En el cambio no hay orden por mucho que lo intentemos y deseemos. El cambio es desorden, es incertidumbre, es miedo y es fragilidad. El cambio es algo complejo y contradictorio. Por mucho que tratemos de fijar la ruta apenas sabemos hacia dónde vamos y mucho menos en dónde acabaremos. Pero no pasa nada, nos dicen, porque el cambio para producirse y ser creativo necesita precisamente de altas dosis de desorden, de mezcla, de azar y de encuentro fortuito. El cambio es desordenado y necesita espacio. El cambio no solo está sobrevalorado y es infrautilizado, resulta que también es caótico, difícil y conflictivo.

Vivimos en la era del cambio. En los últimos años todo se está transformando (que es la palabra que ahora usamos para hablar de cambio). Las organizaciones, los procesos y las personas están cambiando. Y aquello que aún no ha cambiado parece abocado a un destino implacable: la desaparición (Making the Change: Planning, Executing and Measuring Successful Business Transformation). Transformarse o morir es el nuevo lema, es el estribillo que repetimos sin parar. Hay expertos del cambio y consultores especialistas en transformación y lo mínimo que deben hacer las organizaciones es poner a un director del cambio en su organigrama. Todo un equipo si es posible. Lo que sea para no quedarse atrás, lo que sea para garantizar el éxito.

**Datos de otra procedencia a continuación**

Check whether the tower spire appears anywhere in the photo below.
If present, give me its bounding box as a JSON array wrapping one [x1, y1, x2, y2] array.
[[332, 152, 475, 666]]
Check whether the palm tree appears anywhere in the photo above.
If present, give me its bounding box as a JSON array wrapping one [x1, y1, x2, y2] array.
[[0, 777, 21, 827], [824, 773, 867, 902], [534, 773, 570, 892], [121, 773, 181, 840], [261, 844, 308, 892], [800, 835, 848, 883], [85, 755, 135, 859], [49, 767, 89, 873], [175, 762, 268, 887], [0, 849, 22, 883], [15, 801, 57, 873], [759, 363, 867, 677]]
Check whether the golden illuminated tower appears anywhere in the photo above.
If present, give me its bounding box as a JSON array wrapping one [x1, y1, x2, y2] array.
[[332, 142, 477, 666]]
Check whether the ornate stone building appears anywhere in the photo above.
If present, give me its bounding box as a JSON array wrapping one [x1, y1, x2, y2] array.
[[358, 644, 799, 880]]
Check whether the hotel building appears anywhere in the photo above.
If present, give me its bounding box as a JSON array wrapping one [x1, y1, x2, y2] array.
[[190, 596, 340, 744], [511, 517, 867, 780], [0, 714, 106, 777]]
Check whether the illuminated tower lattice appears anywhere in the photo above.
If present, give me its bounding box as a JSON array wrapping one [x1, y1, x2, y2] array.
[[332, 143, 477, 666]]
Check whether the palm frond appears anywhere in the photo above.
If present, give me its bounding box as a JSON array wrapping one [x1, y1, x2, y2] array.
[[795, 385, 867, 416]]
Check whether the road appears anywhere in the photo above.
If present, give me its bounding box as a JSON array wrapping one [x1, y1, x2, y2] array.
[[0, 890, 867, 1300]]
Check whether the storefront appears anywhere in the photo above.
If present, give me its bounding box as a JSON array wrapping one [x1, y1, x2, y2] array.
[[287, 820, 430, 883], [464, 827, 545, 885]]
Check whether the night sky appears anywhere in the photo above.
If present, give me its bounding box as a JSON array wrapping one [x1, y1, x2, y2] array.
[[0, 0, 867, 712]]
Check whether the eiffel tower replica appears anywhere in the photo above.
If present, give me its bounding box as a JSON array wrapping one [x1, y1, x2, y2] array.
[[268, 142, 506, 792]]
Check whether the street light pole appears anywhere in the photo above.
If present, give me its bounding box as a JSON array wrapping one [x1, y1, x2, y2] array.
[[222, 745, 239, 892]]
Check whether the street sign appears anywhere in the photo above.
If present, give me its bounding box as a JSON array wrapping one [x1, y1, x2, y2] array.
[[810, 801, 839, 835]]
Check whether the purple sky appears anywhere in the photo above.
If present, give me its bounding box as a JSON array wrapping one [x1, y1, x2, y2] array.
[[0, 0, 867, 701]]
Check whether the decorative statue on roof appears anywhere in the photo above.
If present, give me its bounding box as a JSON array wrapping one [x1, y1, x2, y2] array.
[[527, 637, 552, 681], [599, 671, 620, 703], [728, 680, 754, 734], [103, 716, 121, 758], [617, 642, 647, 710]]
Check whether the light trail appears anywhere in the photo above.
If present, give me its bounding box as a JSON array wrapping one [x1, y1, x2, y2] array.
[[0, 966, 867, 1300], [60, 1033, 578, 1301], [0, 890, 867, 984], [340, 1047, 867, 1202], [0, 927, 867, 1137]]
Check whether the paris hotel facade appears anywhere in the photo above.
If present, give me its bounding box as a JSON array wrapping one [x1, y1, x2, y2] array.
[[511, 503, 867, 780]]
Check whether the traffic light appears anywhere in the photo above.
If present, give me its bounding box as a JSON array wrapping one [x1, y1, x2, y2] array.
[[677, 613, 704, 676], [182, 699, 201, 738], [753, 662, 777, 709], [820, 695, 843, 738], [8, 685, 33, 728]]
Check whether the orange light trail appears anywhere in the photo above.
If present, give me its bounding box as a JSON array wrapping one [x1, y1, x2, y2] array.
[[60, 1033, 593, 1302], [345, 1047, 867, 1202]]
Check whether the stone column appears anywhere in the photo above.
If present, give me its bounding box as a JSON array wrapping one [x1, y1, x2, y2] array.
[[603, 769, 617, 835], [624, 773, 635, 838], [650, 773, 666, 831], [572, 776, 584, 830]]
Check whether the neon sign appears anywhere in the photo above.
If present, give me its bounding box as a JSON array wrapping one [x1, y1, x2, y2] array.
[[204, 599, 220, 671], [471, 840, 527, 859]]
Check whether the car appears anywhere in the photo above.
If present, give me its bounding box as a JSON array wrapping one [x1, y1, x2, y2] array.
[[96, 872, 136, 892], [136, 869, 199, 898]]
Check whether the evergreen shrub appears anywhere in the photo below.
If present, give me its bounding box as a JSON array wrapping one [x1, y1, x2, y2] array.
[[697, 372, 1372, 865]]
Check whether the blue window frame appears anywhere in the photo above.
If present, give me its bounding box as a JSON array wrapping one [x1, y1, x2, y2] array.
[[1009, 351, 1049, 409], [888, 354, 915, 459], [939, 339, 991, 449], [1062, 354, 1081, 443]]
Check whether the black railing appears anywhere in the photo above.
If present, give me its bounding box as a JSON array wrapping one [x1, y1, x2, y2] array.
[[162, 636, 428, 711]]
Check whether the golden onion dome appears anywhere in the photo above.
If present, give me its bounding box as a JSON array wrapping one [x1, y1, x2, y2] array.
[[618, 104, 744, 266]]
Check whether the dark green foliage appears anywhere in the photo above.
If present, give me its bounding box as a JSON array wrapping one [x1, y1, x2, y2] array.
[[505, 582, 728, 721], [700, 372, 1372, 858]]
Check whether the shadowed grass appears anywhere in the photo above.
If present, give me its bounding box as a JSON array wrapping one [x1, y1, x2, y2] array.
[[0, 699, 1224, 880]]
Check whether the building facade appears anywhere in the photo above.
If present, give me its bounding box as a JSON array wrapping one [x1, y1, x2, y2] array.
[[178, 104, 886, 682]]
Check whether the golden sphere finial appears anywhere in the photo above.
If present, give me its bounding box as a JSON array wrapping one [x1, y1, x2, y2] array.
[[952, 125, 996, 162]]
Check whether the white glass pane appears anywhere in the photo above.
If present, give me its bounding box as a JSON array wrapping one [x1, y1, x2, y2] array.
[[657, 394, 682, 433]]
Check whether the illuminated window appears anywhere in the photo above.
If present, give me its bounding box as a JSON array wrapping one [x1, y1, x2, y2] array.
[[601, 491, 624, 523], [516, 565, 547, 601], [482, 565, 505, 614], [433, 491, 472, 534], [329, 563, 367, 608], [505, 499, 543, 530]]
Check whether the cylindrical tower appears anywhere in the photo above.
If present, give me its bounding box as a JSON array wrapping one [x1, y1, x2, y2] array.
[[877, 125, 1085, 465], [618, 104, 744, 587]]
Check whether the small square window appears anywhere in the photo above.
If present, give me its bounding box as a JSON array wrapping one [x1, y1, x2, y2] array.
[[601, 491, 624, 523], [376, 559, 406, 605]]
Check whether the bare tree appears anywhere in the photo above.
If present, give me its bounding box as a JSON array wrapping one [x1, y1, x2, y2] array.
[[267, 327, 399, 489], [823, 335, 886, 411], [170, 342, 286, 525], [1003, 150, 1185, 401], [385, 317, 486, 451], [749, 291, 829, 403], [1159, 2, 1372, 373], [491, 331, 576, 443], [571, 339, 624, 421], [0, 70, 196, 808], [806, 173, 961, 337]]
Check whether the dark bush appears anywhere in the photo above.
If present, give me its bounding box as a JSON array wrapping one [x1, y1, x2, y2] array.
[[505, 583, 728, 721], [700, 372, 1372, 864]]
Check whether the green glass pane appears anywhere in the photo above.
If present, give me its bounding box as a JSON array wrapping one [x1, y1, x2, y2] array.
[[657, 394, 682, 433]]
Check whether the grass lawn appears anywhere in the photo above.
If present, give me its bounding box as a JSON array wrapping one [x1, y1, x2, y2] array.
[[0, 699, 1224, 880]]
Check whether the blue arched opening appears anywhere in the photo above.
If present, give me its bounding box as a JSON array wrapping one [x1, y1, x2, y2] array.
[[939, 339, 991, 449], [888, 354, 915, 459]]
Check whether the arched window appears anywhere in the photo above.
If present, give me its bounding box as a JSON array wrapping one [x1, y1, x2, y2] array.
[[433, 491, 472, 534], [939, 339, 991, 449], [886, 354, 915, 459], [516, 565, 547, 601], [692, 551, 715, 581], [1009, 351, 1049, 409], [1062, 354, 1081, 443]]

Howard Ignatius. One Way To Nowhere. CC 2.0 by-nc-sa https://flic.kr/p/iQVacm

Howard Ignatius. One Way To Nowhere. CC 2.0 by-nc-sa https://flic.kr/p/iQVacm

En el ámbito de las organizaciones, existe un acuerdo casi unánime en que la cultura organizacional es la clave para afrontar cualquier proceso de cambio. La cultura de una organización, como no podía ser de otra manera, es algo indefinido, líquido, que no se deja encerrar en los márgenes de un manual. Comprende un conjunto interrelacionado de objetivos, funciones, procesos, valores, conocimientos tácitos, prácticas de comunicación, actitudes y suposiciones. Vamos, algo en sí mismo inabarcable, algo que no cabe en los documentos estratégicos ni en los planes de negocio. La cultura de una organización no es parametrable, ni entra en una hoja de Excel. Es un pozo negro, un monstruo de nuestra razón que, parafraseando a Drucker, desayuna estrategia todos los días.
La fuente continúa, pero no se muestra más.